Desaparecieron varios Altares de la Patria, pero la televisión nos hace volver una y otra vez sobre lo que –figuradamente– podríamos llamar la “escena del crimen” (la verdad obstruida, la justicia incumplida). ¿No es esa una de las huellas –la de Pablo Honorato aun reporteando imperturbable desde los Tribunales de Justicia– que, al haberse vuelto anodina entre tantos reality shows, nos señala que el cotidiano mediático (“el mercado y la televisión”) contiene muchos recuerdos del gobierno militar que, cuarenta años después, sobreviven indemnes a la condena del pasado? Este libro describe, por un lado, cómo el lirismo patriótico–nacionalista del régimen militar ocupó escenografías e iconografías salvadoras para exaltar su discurso fundacional de la reconstrucción nacional. Y, por otro lado, nos lleva a constatar la actual falta de pregnancia de estas marcas en el paisaje chileno.

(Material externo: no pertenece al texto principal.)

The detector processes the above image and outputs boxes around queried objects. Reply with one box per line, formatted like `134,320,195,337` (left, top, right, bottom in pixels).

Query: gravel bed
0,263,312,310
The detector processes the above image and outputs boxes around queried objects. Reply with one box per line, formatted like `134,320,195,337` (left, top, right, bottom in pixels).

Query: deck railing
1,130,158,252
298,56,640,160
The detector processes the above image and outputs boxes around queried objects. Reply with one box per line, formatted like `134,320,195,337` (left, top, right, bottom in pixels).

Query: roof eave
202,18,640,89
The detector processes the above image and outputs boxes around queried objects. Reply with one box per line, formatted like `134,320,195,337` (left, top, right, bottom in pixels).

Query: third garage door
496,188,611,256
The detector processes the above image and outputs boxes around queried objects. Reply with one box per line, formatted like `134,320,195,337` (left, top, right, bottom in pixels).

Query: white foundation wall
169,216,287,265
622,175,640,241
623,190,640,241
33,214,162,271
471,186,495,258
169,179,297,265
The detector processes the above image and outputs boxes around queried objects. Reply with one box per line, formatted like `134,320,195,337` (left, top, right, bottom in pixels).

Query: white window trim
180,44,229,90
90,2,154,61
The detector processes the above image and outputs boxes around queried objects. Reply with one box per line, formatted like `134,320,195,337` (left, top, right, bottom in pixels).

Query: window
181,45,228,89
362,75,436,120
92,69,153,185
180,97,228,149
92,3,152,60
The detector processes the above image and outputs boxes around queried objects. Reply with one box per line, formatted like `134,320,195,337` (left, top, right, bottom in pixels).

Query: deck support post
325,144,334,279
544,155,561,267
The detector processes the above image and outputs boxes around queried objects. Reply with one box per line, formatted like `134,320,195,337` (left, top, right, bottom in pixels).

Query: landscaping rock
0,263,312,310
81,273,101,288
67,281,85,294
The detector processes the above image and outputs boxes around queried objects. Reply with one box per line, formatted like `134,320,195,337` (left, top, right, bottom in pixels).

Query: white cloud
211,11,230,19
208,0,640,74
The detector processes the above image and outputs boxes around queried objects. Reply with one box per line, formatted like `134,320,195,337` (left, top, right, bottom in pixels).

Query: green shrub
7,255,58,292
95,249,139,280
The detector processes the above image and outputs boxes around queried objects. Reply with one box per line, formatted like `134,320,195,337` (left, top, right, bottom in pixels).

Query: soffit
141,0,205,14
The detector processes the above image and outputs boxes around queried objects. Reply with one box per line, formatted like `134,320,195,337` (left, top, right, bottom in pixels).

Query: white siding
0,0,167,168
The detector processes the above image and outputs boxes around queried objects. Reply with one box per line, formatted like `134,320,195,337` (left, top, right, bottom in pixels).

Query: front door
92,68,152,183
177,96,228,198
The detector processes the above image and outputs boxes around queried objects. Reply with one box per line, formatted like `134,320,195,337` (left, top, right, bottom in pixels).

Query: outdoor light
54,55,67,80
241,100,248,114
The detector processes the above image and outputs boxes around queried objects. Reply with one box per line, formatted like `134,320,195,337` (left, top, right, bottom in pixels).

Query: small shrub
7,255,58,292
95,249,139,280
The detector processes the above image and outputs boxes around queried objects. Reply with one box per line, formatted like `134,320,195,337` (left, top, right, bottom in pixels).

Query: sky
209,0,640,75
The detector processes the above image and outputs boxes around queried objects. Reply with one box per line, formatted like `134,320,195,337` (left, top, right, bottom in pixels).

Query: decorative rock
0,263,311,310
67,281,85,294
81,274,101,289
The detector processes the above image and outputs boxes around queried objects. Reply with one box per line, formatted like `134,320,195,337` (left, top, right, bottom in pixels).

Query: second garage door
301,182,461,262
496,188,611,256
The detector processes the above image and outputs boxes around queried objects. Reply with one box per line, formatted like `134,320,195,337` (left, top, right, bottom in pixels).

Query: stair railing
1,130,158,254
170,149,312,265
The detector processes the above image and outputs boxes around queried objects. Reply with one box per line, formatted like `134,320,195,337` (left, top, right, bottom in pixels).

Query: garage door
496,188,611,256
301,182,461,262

Al hacerlo, este libro nos orienta hacia un fuera–de–marco que excede las imágenes cuidadosamente recolectadas en su interior, para que busquemos las huellas de la “memoria visual de la dictadura” en lo que se fuga del recuerdo fotográfico. Pareciera que el verdadero “golpe estético” del régimen militar, en el sentido que le da Ranciére a esa palabra: la de un “reparto de lo sensible”, quizás haya que buscarlo, entonces, en las rutinas de la política administrativa que, hasta el estallido en 2011 del movimiento estudiantil, vaciaron a la democracia de todo impulso utópico–contestatario; en el encadenamiento de los cuerpos y las mentes a las servidumbres del mercado que termina rematando las vidas ordinarias en la deuda y la hipoteca: en la desestructuración de los lazos sociales y en la competencia económica que recurre a la libre empresa para convertir a las privatizaciones en el agente confiscador de toda sustancia pública de lo común–comunitario; en la sistemática producción de desigualdades sociales; en las tramas de lo bancario y lo crediticio como sistemas de endeudamiento perpetuo y de sobrexplotación de las fantasías de integración de la gente a la masificación del consumo; en la vocación antisocial de un modelo que desconfía de aquellos colectivos ciudadanos que sueñan con horizontes de sentido alternativos a los de la simple gratificación mercantil. Y ese otro “golpe estético” del régimen militar sigue vigente.